By Arthur Teboul//~11 min read/Roundup

AI Search & GEO Statistics 2026: What 16 Verified Sources Say About the Shift

Two months ago I wrote a GEO playbook documenting how MacMD Viewer went from 6 to 130 ChatGPT referrals per month after applying a specific framework. That post is the practitioner side — what to do, line by line. This post is the macro side: how big is the AI-search shift really, how fast is it moving, and what does the verified data actually say.

The setup is the same as my AI productivity stats post: I dispatched research agents, they came back with dozens of stats, and most of them were wrong. Not "directionally fine" wrong. Specifically wrong — Cloudflare crawl-to-refer ratios inflated, BrightEdge percentages invented, llms.txt adoption rates off by an order of magnitude. The same vendor-blog telephone game is happening across the AI search space, just with bigger stakes because nobody has been measuring this category long enough to have stable benchmarks.

So this is a deliberately shorter list. 16 stats, every one verified by opening the source URL on the day this was published and confirming the number is exactly what's on the page.

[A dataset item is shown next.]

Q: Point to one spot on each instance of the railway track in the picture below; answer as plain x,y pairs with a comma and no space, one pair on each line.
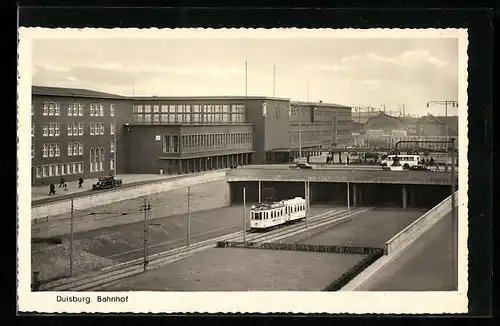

TL;DR — what the 2026 AI search data actually says:

  1. AI Overviews now appear on more than half of Google queries, and coverage grew 58% year-over-year between Feb 2025 and Feb 2026 (BrightEdge, via Search Engine Journal). Some sectors are well past that — healthcare 88%, education 83%, B2B tech 82%.
  2. AI Overviews cut organic clicks by 38% in the first randomized field experiment on the subject (Agarwal & Sen, Indian School of Business + Carnegie Mellon, n=1,065 Chrome users, SSRN April 2026). That's the cleanest causal estimate available.
  3. Being cited inside an AIO matters more than ranking #1 under it. Seer Interactive's full-year 2025 study finds being cited delivers +120% more organic clicks vs not being cited on the same SERP.
  4. AI crawlers take far more than they give. Anthropic's ClaudeBot crawls 50,000 pages for every referral it sends back. OpenAI's GPTBot: 887:1. Perplexity, for News & Publications, runs about 88:1 — by far the most efficient of the three (Cloudflare).
  5. The infrastructure standard nobody adopted (yet). Only 0.3% of the top 1,000 websites have an llms.txt file as of June 2025 (Rankability). The first-mover window is unusually wide.

Why This List Is Shorter Than the Others You'll Find

The AI search category is roughly two years old as a measurable thing. There's not enough stable methodology yet to support 80-stat roundups. Most of the ones you'll find online are stitching together numbers that don't agree, from sources that lifted them from other roundups, with citation chains that go cold after one or two hops.

I started with 75+ candidate stats from two AI research agents. I threw out everything I couldn't trace back to one of these primary sources:

  • Platform first-party announcements: OpenAI (via TechCrunch), Anthropic, Google
  • Cloudflare Radar — their AI Insights data is the only consistently-measured AI crawler dataset that exists
  • SEO-industry research with stated methodology: BrightEdge (via Search Engine Journal), Seer Interactive R&D
  • Academic / peer-reviewed: Aggarwal et al. (KDD 2024), Agarwal & Sen (SSRN April 2026)
  • Analyst firms: Gartner
  • Direct measurement researchers: Rankability (llms.txt adoption tracker)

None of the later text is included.